Simpulindo.com, Makassar – Sebuah video memperlihatkan tindakan tak pantas dilakukan seorang pria terhadap kasir di salah satu swalayan di Kota Makassar, Sulawesi Selatan. Rekaman tersebut menunjukkan pria berkaus hitam meludahi kasir perempuan setelah terjadi perselisihan saat antrean pembayaran.
Dari tayangan yang beredar, pria itu tampak tersulut emosi setelah ditegur karena menyerobot giliran.
Kasir yang menjadi korban hanya terlihat terdiam dan tetap melayani hingga proses transaksi selesai. Peristiwa ini terjadi di sebuah gerai ritel di Jalan Perintis Kemerdekaan, Kecamatan Tamalanrea.
Belakangan terungkap, pelaku berinisial AS, dosen Universitas Islam Makassar (UIM). Rektor UIM Muammar Bakry mengonfirmasi identitas tersebut.
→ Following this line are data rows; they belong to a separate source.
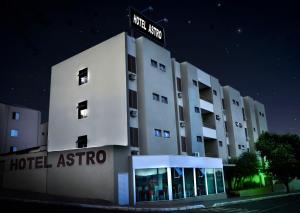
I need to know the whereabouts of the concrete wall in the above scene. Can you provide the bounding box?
[0,104,41,153]
[136,37,177,155]
[48,33,128,151]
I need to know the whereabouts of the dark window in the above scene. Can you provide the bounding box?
[77,135,87,148]
[127,54,136,73]
[161,96,168,104]
[197,136,202,142]
[9,146,17,152]
[193,80,198,87]
[179,106,184,121]
[152,93,159,101]
[77,101,88,119]
[154,129,161,137]
[78,68,88,85]
[151,59,157,68]
[176,78,182,92]
[129,127,139,147]
[129,90,137,109]
[164,130,170,138]
[181,136,186,152]
[159,64,166,72]
[242,107,246,121]
[12,112,20,120]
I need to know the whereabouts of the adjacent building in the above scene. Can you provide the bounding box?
[3,33,267,205]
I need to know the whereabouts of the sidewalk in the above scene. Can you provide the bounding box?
[0,189,300,212]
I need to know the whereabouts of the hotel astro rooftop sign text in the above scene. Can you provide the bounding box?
[129,8,165,46]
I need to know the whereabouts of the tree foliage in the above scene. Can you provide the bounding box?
[256,133,300,192]
[226,152,259,190]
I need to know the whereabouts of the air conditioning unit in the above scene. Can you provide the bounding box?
[194,152,200,157]
[180,122,185,127]
[128,73,136,81]
[178,92,182,98]
[130,110,137,118]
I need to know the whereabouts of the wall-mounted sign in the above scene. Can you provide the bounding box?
[129,8,165,46]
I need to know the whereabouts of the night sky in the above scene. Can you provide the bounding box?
[0,0,300,134]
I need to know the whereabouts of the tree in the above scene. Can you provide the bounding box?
[256,133,300,193]
[226,152,259,190]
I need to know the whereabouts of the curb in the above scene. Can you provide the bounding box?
[0,197,205,212]
[212,192,300,207]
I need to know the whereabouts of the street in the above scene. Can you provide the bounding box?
[0,195,300,213]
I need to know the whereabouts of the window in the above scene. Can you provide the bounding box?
[245,128,248,140]
[242,107,246,121]
[197,136,202,142]
[159,64,166,72]
[129,90,137,109]
[77,135,87,148]
[12,112,20,120]
[161,96,168,104]
[151,59,157,68]
[10,129,19,137]
[127,54,136,73]
[181,136,186,152]
[78,68,88,85]
[154,129,161,137]
[77,101,88,119]
[176,78,182,92]
[129,127,139,147]
[152,93,159,101]
[164,130,170,138]
[9,146,17,152]
[179,106,184,121]
[193,80,198,87]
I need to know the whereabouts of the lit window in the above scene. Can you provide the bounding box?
[151,59,157,68]
[154,129,161,137]
[12,112,20,120]
[193,80,198,87]
[10,129,19,137]
[78,68,88,85]
[161,96,168,104]
[77,101,88,119]
[152,93,159,101]
[9,146,17,152]
[77,135,87,148]
[164,130,170,138]
[159,64,166,72]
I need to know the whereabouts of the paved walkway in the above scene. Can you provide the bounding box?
[0,189,300,212]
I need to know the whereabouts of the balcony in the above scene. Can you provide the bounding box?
[200,99,214,113]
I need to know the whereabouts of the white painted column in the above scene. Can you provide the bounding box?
[167,168,173,200]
“Kalau yang di video itu memang, dosen Fakultas Pertanian,” kata Muammar, Jumat (26/12/2025), dikutip dari kompas.com.
Muammar menambahkan pihak kampus akan memanggil AS untuk dimintai penjelasan sebelum menentukan sanksi.
“Nanti kami secara resmi menyampaikan rilis setelah kami sidangkan dulu yah. Pasti (disidangkan),” ujarnya.
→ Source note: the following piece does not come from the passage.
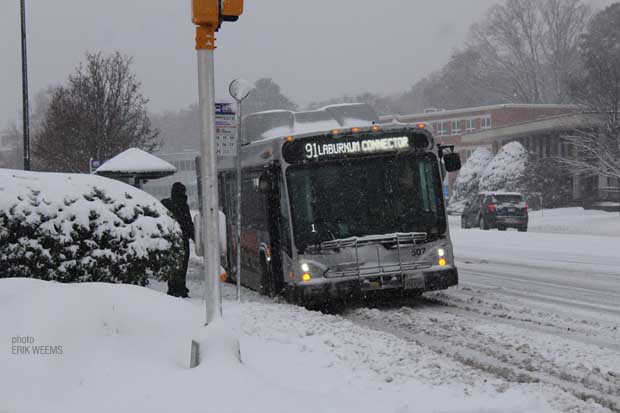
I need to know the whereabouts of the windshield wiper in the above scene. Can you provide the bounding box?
[320,232,428,250]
Ia menilai tindakan dalam video itu memalukan dan mencederai nama baik institusi.
“Yang pasti di video itu kan tidak bagus lah, tidak manusiawi kalau itu kejadian. Pasti akan kita berikan sanksi akademik sesuai aturan yang ada di kampus,” tutur Muammar.
AS diketahui berstatus Aparatur Sipil Negara yang diperbantukan sebagai tenaga pengajar di Fakultas Pertanian UIM.
“Sebenarnya itu dosen negeri yang diperbantukan di kampus, bukan dosen yayasan. Jadi nanti kita akan bicarakan seperti apa presodurnya,” ucap Muammar.
Di sisi lain, kasir perempuan berinisial N (21) telah melaporkan kejadian tersebut ke Polsek Tamalanrea.
Kanit Reskrim Polsek Tamalanrea, Iptu Sangkala, membenarkan laporan itu.
“Sudah kita terima laporannya. Sementara kita lengkapi administrasi,” ucapnya.
Keluarga korban menuntut pelaku atas dugaan penghinaan.
“Laporannya terkait penghinaan, itu pasal yang mendekati,” kata Sangkala. (An/Simpulindo).